The Head Chef will be responsible for planning, organizing and leading the Kitchen Department according to company, local, and regional policies and standards. Reporting directly to the Executive Chef, the Head Chef is highly operational and not opposed to being in the kitchen and managing the flow of service.

In addition to managing teams, seasonal menus, events, and ensuring overall cleanliness and the highest health and safety standards in food handling, the Head Chef is responsible for preparing and maintaining the kitchen budget with the General Manager and Executive Chef. A successful Head Chef leads a successful team, works well under pressure, owns the overall kitchen budget, and implements systems to increase revenue streams.

Head Chef Main Duties:

  • Oversee Back of House (BOH) operations team including but not limited to recruitment, on-boarding, disciplinary procedures, staff appraisals, and training.
  • Ensure that health and safety policies are always adhered to and implemented.
  • Delegate tasks to team and complete daily checklists that support anticipated business levels, production, a-la-carte orders, special requests, events, and dietary restrictions.
  • Responsible for educating and training staff on safe work habits and proper processes as well as procedures if encountered with a dangerous or unsafe situation.
  • Enforce processes to run an effective and efficient kitchen while maintaining the highest-level of standards and food quality.
  • Work with the Executive Chef to purchase and produce top-quality food to create seasonal menus, and maintain recipes, pictures, and specifications.
  • Ensure teamwork and synergy exists between the front and back of house staff through proper communication and delegate tasks well to ensure smooth service and kitchen operations.
  • Share the overall responsibility of proper storing procedures, food orders, food cost, equipment, sanitation, and hygiene to company and local standards.

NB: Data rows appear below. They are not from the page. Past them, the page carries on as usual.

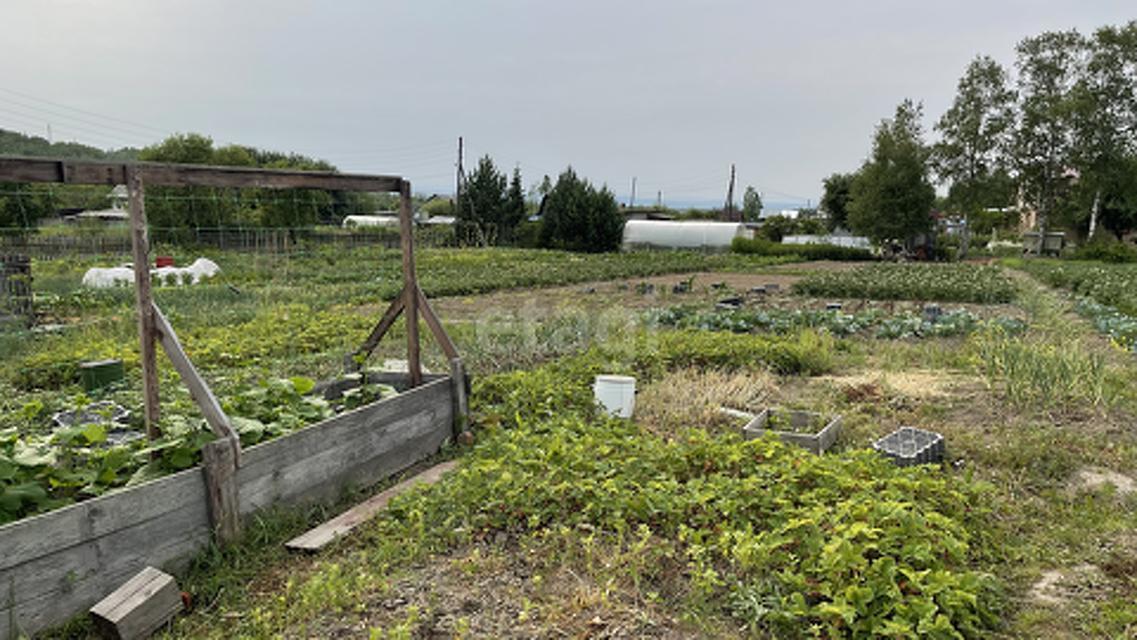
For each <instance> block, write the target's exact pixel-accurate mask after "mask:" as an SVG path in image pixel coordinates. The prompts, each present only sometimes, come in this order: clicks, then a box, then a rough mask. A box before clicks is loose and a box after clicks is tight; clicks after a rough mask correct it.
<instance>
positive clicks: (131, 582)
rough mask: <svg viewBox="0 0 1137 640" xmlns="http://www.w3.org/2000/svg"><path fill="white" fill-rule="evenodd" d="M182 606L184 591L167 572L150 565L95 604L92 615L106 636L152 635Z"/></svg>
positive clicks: (119, 636)
mask: <svg viewBox="0 0 1137 640" xmlns="http://www.w3.org/2000/svg"><path fill="white" fill-rule="evenodd" d="M181 610H182V592H181V591H180V590H179V589H177V582H175V581H174V577H173V576H172V575H169V574H167V573H163V572H160V571H158V570H156V568H153V567H152V566H148V567H146V568H144V570H142V571H141V572H139V573H138V575H135V576H134V577H132V579H130V580H127V581H126V583H125V584H123V585H122V587H119V588H118V589H116V590H115V591H114V592H113V593H111V595H109V596H107V597H106V598H103V599H102V600H100V601H99V602H98V604H96V605H94V606H93V607H91V617H92V618H93V620H94V624H96V627H98V629H99V631H100V632H101V633H102V635H103V637H106V638H121V639H124V640H132V639H136V638H148V637H149V635H150V634H151V633H153V632H155V631H157V630H158V629H160V627H161V626H163V625H165V624H166V623H167V622H169V620H171V618H172V617H174V616H175V615H177V613H179V612H181Z"/></svg>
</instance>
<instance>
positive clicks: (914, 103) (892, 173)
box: [848, 100, 936, 243]
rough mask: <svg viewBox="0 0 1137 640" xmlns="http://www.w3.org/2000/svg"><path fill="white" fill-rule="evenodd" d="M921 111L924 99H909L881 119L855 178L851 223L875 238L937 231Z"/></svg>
mask: <svg viewBox="0 0 1137 640" xmlns="http://www.w3.org/2000/svg"><path fill="white" fill-rule="evenodd" d="M921 114H922V107H921V106H920V105H918V103H915V102H913V101H912V100H905V101H904V102H901V105H899V106H898V107H897V108H896V115H895V116H894V117H893V118H891V119H885V120H881V123H880V125H879V126H878V127H877V133H875V134H874V136H873V143H872V155H871V156H870V157H869V159H868V160H866V161H865V163H864V166H862V167H861V171H860V172H858V173H857V176H856V178H855V180H854V181H853V186H852V190H850V197H849V211H848V223H849V226H850V227H852V228H853V231H855V232H857V233H860V234H862V235H866V236H869V238H870V239H872V240H873V241H875V242H886V241H899V242H905V243H906V242H907V241H910V240H911V239H912V236H913V235H915V234H918V233H926V232H929V231H931V227H932V219H931V207H932V203H935V201H936V190H935V189H933V188H932V185H931V183H930V182H929V180H928V156H929V151H928V148H927V147H926V146H924V143H923V131H922V127H921V125H920V118H921Z"/></svg>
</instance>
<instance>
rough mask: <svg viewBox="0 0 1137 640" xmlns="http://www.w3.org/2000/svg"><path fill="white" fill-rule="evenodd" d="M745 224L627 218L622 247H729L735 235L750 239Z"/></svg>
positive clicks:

Head Chef Required Skills and Qualifications:

  • Minimum of 4+ years experience working in a similar business, with consistent and stable experience.
  • Inspiring leader and operational Chef with proven experience.
  • Culinary-trained professional who is passionate and curious to develop and grow as a Chef.
  • Experienced managing labor, purchasing, vendors, and quality control while providing results in revenue.
  • Well-versed and timely email etiquette as well as good written and verbal communication.
  • Experienced in training, leading, executive production and a-la-carte dining experiences.